When Kurt had visited Bienvenu in the year 1913 there had been two women servants. Rosine was now married, and had a family of her own; Leese had brought one of her nieces as maid-of-all-work, and a brother as handyman. Of course these servants gossiped about the family, as did the servants of all the other families on the Cap d’Antibes. Very soon the peasants and fisherfolk knew that the young music-master was also the lover of Madame; but nobody objected to that—“C’est la nature.” They took it for granted that he was Swiss, and knew that he spent his time causing thunderous volumes of sound to echo through the pine woods and over
the golfe. Passing on the road they would stop to listen, and between hauls of their nets the fishermen would look at one another and exclaim: “Sapristi!”
Kurt had got all his instruments and his large stock of music. Lanny also had a supply, and they carried armfuls back and forth and soon got them hopelessly mixed. Lanny was relieved to find that Kurt did not carry the late international unhappiness into the realm of art; he was willing to listen to English and French and even to Italian music. But he had severe standards; he liked music that was structurally sound and hated that which was showy. Presently Lanny began to note that it was the great German composers who had the desired qualities and the foreign ones who lacked them. Lanny said nothing about this, because he was trying so hard to please his friend.
IX
Lanny was only a little more than a year younger than Kurt, but this had made a great difference when they were boys, and his attitude of deference still continued. It was Lanny’s nature to admire other people and find them wonderful. His mother had often objected to that attitude, but in the case of Kurt she didn’t; so all things worked together to make Kurt the master of this household. It was his genius which was being cultivated; it was his taste which set the standards. Beauty didn’t really know anything about music, except for dancing. She liked pretty tunes, but didn’t know why everything had to become so complicated and so noisy. But that was the way Kurt liked it, and that was the way he had it.

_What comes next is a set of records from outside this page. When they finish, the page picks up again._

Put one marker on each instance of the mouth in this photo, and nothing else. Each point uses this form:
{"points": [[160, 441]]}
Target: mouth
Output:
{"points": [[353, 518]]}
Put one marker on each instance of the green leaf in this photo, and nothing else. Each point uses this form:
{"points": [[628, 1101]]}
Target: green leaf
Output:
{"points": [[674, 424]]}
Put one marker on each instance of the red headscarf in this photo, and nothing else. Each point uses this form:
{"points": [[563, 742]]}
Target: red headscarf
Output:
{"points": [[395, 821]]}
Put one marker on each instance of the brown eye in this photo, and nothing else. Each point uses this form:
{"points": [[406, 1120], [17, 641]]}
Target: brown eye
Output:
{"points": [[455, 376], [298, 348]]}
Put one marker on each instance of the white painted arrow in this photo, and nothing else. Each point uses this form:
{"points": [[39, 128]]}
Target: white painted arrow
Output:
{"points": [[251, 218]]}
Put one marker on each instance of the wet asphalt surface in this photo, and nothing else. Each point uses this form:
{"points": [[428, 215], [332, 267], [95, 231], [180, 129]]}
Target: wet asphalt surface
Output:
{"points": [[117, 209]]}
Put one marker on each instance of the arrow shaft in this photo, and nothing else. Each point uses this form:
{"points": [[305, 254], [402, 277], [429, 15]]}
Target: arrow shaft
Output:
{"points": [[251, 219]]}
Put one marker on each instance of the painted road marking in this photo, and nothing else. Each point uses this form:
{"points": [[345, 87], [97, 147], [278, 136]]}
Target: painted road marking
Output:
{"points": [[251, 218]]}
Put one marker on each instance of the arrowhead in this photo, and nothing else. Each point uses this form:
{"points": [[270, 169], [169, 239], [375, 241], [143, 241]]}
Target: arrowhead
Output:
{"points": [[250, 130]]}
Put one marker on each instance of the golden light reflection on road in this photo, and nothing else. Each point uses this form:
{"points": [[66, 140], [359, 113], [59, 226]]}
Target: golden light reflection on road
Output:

Beauty’s first man had wanted her to be the most admired woman in a ballroom, and so she had spent his money upon clothes; he had liked to sit up most of the night playing poker, and so she had lost a lot of his money for him. Beauty’s second man had liked to sit out on the rocks and observe the colors of sunsets and breaking waves; he had raved about the way certain men put upon canvas little dabs of lead dissolved in oil. All right, Beauty had given tea-parties for painters, and had listened to their patter, and learned to tell Manet from Monet, Redon from Rodin, and Pissarro from Picasso. Now here was another kind of genius, another strange and bewildering art; Beauty listened, and it seemed to her a chaos of sound, going on without any discoverable reason for either starting or stopping. But Lanny would cry out that it was magnificent, he had always known Kurt had it in him; Beauty decided that she had known it too.